Tire Expiration Date
When you buy new tires for your vehicle, chances are they’ve been sitting on the shelf for years and they’re not new at all. All tires have an expiration date and if it’s been six-years or longer since their date of manufacture, tire integrity declines and safety becomes a gamble.
Aaron Yoder is an assistant professor in the Department of Environmental, Agricultural, and Occupational Health at the University of Nebraska. He says the manufacture date is a Department of Transportation code of 10 or eleven numbers embossed on the inside of the tire. The last four numbers include a two-digit week code and a two-digit year code, which are often enclosed in a raised oval.
"So, if it was 3601, it would be week 36 of 2001 when it was manufactured," says Yoder. "They’re not always installed as soon as they’re manufactured, but that’s sort of when the degradation of the rubber starts. As it just sits there, newer rubber is a little softer and it starts to harden over time, some of the oils come out of it and that sort of thing, so that’s why they’ve come up with these dates."

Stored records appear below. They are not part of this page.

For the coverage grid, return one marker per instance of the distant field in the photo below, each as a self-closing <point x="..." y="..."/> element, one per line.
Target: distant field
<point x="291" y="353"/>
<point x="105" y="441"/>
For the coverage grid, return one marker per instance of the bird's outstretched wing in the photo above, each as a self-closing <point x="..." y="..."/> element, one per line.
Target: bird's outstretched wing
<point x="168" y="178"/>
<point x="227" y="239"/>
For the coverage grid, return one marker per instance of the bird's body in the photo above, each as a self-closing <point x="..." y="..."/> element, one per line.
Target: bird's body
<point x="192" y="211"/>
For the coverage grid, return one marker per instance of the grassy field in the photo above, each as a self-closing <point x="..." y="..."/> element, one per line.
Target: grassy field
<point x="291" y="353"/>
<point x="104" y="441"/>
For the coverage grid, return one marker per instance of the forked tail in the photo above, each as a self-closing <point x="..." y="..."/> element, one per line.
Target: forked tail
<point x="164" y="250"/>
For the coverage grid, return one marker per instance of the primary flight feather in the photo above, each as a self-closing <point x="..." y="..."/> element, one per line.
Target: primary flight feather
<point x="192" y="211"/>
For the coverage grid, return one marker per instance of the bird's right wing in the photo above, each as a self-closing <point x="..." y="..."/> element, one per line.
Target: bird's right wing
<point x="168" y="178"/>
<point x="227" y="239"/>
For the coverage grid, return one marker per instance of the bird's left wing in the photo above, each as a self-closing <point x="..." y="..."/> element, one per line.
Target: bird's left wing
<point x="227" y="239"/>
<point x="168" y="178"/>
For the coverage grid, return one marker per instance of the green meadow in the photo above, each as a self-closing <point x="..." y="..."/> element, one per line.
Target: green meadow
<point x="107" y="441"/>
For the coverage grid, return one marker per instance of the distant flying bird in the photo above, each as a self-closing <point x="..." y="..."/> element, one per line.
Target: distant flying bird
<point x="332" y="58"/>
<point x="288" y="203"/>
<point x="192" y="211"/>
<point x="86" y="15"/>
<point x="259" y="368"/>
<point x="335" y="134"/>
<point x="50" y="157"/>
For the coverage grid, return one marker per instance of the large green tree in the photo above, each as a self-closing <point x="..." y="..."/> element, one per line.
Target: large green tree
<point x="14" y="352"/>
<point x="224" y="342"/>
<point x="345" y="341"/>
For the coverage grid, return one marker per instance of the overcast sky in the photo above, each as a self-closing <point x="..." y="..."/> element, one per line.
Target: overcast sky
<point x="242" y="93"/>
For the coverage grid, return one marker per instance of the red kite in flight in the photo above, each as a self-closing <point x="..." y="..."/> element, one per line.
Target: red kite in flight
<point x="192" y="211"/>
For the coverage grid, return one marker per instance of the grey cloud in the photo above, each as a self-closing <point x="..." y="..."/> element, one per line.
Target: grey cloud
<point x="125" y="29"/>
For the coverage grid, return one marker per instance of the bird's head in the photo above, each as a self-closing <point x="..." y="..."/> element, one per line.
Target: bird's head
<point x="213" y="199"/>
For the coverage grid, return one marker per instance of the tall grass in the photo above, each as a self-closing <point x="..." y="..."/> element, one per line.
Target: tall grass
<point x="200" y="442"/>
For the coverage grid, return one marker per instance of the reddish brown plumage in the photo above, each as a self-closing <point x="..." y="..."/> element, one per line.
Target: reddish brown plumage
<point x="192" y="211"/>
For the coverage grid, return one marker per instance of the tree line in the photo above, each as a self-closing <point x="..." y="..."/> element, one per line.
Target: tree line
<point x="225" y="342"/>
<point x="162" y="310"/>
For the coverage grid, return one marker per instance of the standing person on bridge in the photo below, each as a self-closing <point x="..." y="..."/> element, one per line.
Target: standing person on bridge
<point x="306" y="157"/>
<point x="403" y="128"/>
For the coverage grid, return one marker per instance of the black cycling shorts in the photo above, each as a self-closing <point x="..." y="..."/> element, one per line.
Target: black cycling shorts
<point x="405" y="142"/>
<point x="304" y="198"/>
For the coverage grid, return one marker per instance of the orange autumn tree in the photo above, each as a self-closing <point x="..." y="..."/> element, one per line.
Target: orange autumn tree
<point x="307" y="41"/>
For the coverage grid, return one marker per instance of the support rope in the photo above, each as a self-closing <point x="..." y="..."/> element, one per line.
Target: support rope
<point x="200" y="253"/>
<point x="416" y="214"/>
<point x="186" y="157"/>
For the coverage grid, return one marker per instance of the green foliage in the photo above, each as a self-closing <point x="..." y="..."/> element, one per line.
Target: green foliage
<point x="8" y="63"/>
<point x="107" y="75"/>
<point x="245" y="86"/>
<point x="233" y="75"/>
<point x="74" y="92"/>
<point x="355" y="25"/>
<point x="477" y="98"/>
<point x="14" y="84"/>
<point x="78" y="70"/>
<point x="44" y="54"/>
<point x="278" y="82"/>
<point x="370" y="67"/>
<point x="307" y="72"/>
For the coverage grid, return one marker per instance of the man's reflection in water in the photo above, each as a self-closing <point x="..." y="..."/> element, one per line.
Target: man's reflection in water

Yoder says not all retailers understand these codes so when you’re buying tires, ask for the newest tires they have, or ask to look at the codes.
If the tires currently on your vehicle are in good shape but approaching or beyond that expiration date, it’s wise to replace them.
"It’s still going to be a hazard of a blowout or a sidewall breaking, even though there’s plenty of tread on them," he says. "The recommendation is to still have them replaced at that time, because other parts of the tire could be failing."
No matter how old the tires are when you buy them, the most important aspect of tire safety is regular maintenance and inspection.